In speaking of this desire for our own far-off country, which we find in ourselves even now, I feel a certain shyness. I am almost committing an indecency. I am trying to rip open the inconsolable secret in each one of you - the secret which hurts so much that you take revenge on it by calling it names like Nostalgia and Romanticism and Adolescence; the secret which also pierces with such sweetness that when, in very intimate conversation, the mention of it becomes imminent, we grow awkward and affect to laugh at ourselves; the secret we cannot hide and cannot tell, though we desire to do both. We cannot tell it because it is a desire for something that has never actually appeared in our experience. We cannot hide it because our experience is constantly suggesting it, and we betray ourselves like lovers at the mention of a name. Our commonest expedient is to call it beauty and behave as if that had settled the matter. Wordsworth’s expedient was to identify it with certain moments in his own past. But all this is a cheat. If Wordsworth had gone back to those moments in the past, he would not have found the thing itself, but only the reminder of it; what he remembered would turn out itself a remembering. The books or the music in which we thought beauty was located will betray us if we trust to them; it was not in them, it only came through them, and what came through them was longing. These things - the beauty, the memory of our own past - are good images of what we really desire; but if they are mistaken for the thing itself, they turn into dumb idols, breaking the hearts of their worshippers.
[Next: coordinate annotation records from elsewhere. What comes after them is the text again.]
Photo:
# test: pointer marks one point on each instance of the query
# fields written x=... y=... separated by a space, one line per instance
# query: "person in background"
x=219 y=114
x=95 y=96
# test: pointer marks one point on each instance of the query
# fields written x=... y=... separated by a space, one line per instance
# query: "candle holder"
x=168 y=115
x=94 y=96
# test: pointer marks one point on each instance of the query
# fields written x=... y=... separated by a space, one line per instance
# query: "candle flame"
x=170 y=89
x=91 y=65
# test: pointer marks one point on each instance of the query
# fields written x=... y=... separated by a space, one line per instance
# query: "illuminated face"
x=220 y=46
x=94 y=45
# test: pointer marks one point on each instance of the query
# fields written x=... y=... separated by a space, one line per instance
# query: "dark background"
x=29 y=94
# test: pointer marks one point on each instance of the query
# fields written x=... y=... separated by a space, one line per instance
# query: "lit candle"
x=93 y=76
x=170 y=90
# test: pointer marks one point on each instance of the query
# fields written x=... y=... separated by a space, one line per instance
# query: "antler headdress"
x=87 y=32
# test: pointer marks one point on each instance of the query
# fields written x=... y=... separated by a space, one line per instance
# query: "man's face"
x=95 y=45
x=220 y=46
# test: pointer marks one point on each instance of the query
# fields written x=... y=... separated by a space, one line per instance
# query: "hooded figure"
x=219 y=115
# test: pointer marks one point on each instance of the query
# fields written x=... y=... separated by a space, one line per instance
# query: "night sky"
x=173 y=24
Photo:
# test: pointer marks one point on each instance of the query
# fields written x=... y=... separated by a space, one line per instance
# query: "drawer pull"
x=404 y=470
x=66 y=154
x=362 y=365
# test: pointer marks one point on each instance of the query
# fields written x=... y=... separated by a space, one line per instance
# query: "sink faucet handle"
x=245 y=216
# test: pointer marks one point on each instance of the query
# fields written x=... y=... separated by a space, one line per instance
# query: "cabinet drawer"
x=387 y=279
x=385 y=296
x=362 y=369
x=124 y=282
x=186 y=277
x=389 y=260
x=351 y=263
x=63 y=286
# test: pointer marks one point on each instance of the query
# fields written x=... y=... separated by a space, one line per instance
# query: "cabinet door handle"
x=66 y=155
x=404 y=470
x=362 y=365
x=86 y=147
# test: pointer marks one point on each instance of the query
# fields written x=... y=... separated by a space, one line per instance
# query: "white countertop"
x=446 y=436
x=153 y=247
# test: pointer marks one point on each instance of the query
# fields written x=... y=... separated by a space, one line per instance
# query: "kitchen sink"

- C.S. Lewis, The Weight of Glory.
I’ve been criticized, and criticized myself, for being nostalgic. And fairly so, I ruminate on the past, the good I saw there, often to my detriment. But there is a feeling I have, welling up in me, an indescribable want, that I feel in the memory of my own past. It bubbles up to the surface, and I want to shout it’s name from the rooftops but nothing comes out. It remains brimming just beneath the surface; inconsolable desire. I have no desire to get rid of it either, because of the delicious anticipation that builds before a long hoped for desire is fulfilled. There is no word for what it is that I want for so desperately, which makes me trust Lewis in the matter all the more. It is a longing for something that I haven’t yet had, but see evidence of all around me. It’s funny how experience and the “beauty” which he talks about are the things that can reduce me to the happiest tears, and yet it is only a glimmer of what is to come.
Sometimes I can feel the nostalgia building even as the moment itself is happening. There may be nothing particularly incredible about the experience itself, but I just know that I will remember it in an amazing way. It’s an out of body experience, as I watch what is happening in a detached but incredibly poetic way. “What he remembered would turnout itself a remembering.” I think I experience that in real time. I am literally remembering what is happening, as it is happening. Does that sounds crazy? I think it does. It’s often painful for me to try and enjoy the experiences and time with people that I have, when I can so clearly see and physically feel it being dragged away into the elusive past the very moment it happens. The constant awareness that what has just happened will never be again.
The pain of all this used to prompt me to try and recreate moments. I would go back to place just to try and find that feeling again, only to be disappointed that it had gone, or was distorted and changed. I would sit and bask in memories, as if the memory of a good time was as pleasurable as the time itself. I found it all to be futile, a chasing after the wind. These days I try to find pleasure in this oddity of mine in knowing that God has, for some reason, given me the ability to see the tapestry He is weaving from a different and unique angle. I see it as a blessing to sometimes not be caught up in the threads, or unaware of the tapestry being weaved, but to see the snippets of conversation, the little looks people give each other, the easy laughter of a friend, even the enjoyment of a breeze or good meal, as golden threads peaking through this incredible tapestry. A tapestry we will only see realized in fullness in His kingdom.
“For now we see in a mirror darkly, but then face to face. Now I know in part, then I shall know fully, even as I have been fully known.”